In the midst of a global pandemic, we are being flooded with information about how we should all be social distancing to minimize contact and slow the spread of COVID-19. And while social distancing is effective in flattening the curve, it is a luxury that so many cannot afford.
As more reports come out surrounding race, poverty, and the coronavirus, it is becoming increasingly clear that there are dramatic disparities in those affected by the virus. As the New York Times reports, in Milwaukee County, Wisconsin, 81% of deaths from the coronavirus were African Americans, despite only making up 26% of the population in that county. This isn’t unique to Milwaukee. Similar statistics have been reported in major cities, such as Chicago and Detroit, as well. As New York Times journalist Charles M. Blow boldly states, “The idea that this virus is an equal-opportunity killer must itself be killed.”
A March report by the Economic Policy Institute details that “less than one in five black workers and roughly one in six Hispanic workers are able to work from home.“ This comes from the deep entanglement of race and socioeconomic status. The report also points out “Only 9.2% of workers in the lowest quartile of wage distribution can telework, compared with 61.5% of workers in the highest quartile.“ Many low income workers are in jobs that require face-to-face contact. Grocery store cashiers, construction workers, delivery drivers, servers in restaurants, and more all work in positions that cannot be done from home.
Social distancing is a privilege. People are forced to make the choice between risking illness by going to work, or quitting and risking foreclosure or not being able to care for them and their families.

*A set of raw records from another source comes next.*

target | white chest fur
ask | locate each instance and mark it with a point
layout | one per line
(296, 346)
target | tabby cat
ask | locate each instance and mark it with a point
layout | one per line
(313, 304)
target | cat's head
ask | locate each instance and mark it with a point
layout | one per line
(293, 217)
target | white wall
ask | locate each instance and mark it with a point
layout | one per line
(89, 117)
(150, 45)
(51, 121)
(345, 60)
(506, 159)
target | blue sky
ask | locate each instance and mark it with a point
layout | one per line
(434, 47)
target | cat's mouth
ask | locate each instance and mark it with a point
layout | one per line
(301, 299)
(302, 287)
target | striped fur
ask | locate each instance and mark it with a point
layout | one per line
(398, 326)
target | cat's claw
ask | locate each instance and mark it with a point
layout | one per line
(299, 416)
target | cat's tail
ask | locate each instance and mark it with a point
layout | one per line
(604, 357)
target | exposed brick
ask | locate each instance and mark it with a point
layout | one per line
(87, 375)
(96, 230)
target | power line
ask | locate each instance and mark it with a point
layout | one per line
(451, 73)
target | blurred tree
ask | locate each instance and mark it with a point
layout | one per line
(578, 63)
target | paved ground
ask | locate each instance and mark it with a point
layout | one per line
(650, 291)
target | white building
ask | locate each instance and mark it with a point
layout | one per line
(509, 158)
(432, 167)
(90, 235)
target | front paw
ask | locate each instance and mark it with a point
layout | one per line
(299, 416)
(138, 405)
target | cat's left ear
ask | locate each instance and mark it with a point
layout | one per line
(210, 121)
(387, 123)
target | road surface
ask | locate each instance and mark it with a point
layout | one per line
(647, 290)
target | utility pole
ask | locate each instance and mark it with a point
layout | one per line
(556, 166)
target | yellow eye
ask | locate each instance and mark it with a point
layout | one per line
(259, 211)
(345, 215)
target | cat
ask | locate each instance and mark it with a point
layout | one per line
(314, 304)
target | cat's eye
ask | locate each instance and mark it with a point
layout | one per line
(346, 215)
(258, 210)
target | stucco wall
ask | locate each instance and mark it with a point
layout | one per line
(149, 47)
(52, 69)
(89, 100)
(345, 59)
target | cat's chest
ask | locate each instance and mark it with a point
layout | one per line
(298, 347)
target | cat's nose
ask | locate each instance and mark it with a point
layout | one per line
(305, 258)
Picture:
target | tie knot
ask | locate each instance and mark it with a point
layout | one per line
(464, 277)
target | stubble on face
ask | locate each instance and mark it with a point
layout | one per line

Other than work, there are many other obstacles low-income people around the nation face in response to social distancing. The ability to buy food in bulk is one that not everyone can manage while also trying to pay the bills. This challenge is even more difficult in food deserts across the nation. As Lauri Andress, West Virginia University School of Public Health, details, “It is particularly hard for low-wealth communities in food deserts in West Virginia to get food on a regular basis. They have to contend with transportation problems and income problems, relying on family and friends to get to sources of nutritious, affordable food.”
In times of crisis, our lowest-income communities are always the ones that are impacted the most. While those who can should be staying at home, we all need to understand that social distancing is not accessible to everyone.. We should not be looking at this situation from an ivory tower.